You might begin by considering your research question or hypothesis and then design your story around it. You likely conducted an experiment (or a series of experiments) to test some hypothesis. Try to think of a popular analogy that relates to your hypothesis and use it to introduce your talk. Let me give you an that I saw someone use in a conference presentation. The topic was ecosystem restoration, and the title was something along the lines of "Field of Dreams: If You Build It, Will They Come?" The talk opened with a picture of a baseball field, and the speaker briefly referred to the movie, Field of Dreams, and then described how it related to her question about ecosystem restoration: whether recreating the physical landscape or framework of a particular habitat would naturally lead to colonization by plants and animals typical of that habitat and eventually to restoration of key ecosystem functions. Her research tested this idea. She used the baseball analogy to put a clear image in the audience's that most movie-goers could immediately relate to. The speaker then used a baseball diamond (and the bases) as a framework to make various points throughout the talk. It was very effective from several standpoints.
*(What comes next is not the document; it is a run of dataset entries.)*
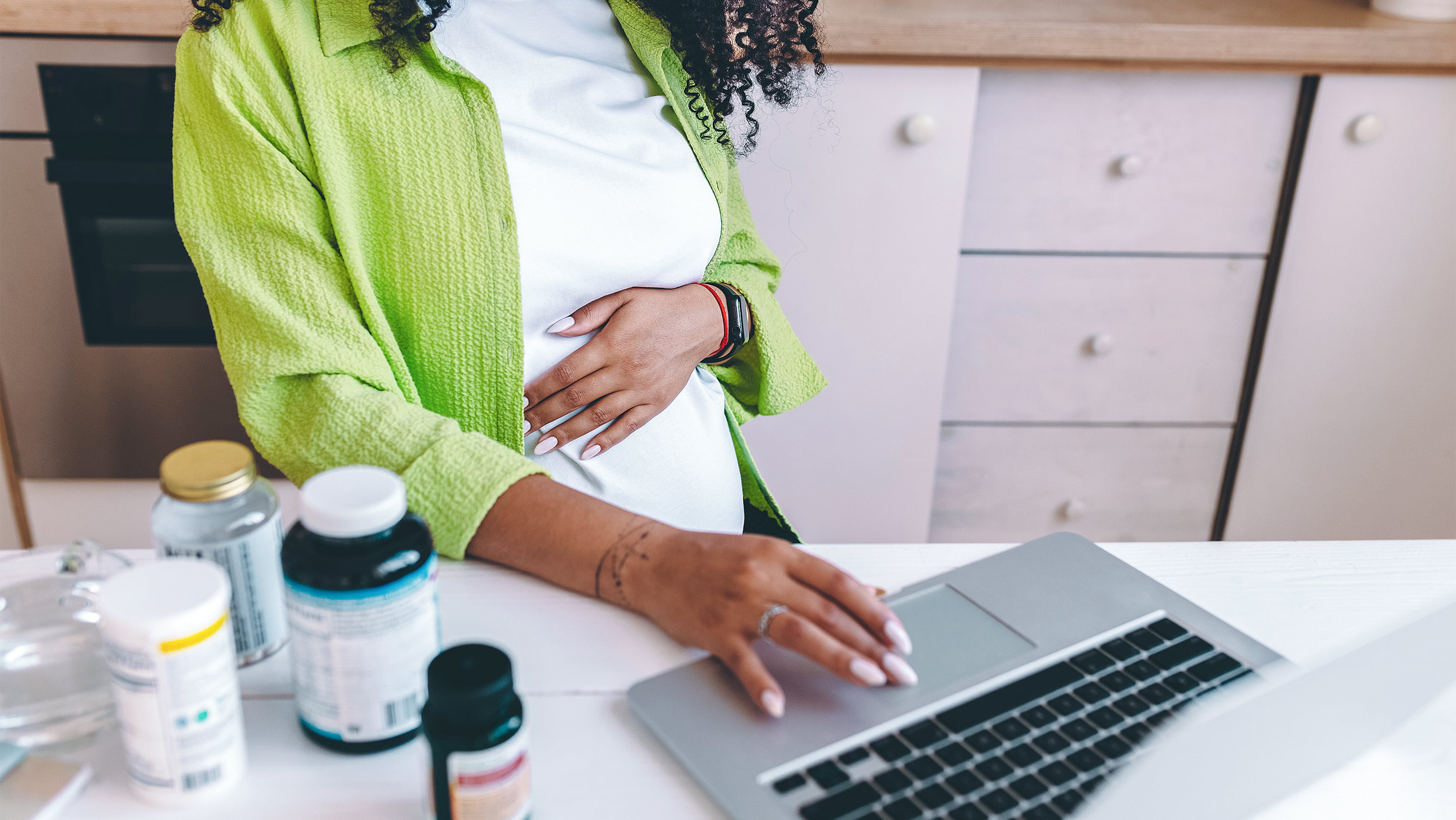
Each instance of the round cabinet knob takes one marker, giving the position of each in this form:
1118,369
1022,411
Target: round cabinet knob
1366,129
919,129
1127,165
1072,509
1098,344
First, the baseball analogy captured the audience's attention and told them that this was not going to be a typical talk....that the presenter had gone to extra effort to help the audience understand her topic (meeting Duarte's first point about keeping the audience in mind). Second, the baseball analogy provided a framework for the talk and put the speaker into the role of a guide or mentor who helped the audience understand the overall concept of her research (meeting Duarte's second point about the role of the speaker). And third, the baseball analogy created an effective storyline (meeting Duarte's third point about telling a good story).

Another effective way to tell a good science story is simply to describe how the research relates to humans. For example, imagine that you conduct research on how to model sea-level rise. Start off by explaining how sea-level rise will impact human communities living along the world's shorelines and how your research will lead to more accurate identification of the most flood-vulnerable areas. That's a story that causes an emotional reaction or emotional connection between the audience and your topic–and only takes a few seconds to relate. Now, people in the audience will understand at a gut level why your research is important, even if they cannot follow all the technical details of your modeling work. Everyone should be able to use this human-interest approach to tell a story about their research. It just takes a bit of effort to make the connection for your audience. Don't assume they will know it; and even if they do, they will appreciate your pointing it out, especially if you tell it well.

You can also tell a story by putting your research into a historical perspective. Describe how previous discoveries or insights have led up to your question or hypothesis. The audience will then wonder how your story will turn out. Will your work add to that history? Will it overturn long-held dogma? Audiences always appreciate having things put into a historical perspective, even those who are intimately familiar with the topic (and especially those who contributed to that history).

Similar to the historical perspective approach, you can also present what is known and what is not known about your topic and then explain how your research attempts to fill that information gap. You can use facts and figures to support your story, but it will still be a story. How will it turn out? Will your data be sufficient to bridge the gap or will more work need to be done?

So does the advice about telling a good story extend to scientific presentations? Or is it just a myth? Well, think about which presentations you've heard that really stuck with you. Did they tell a good story?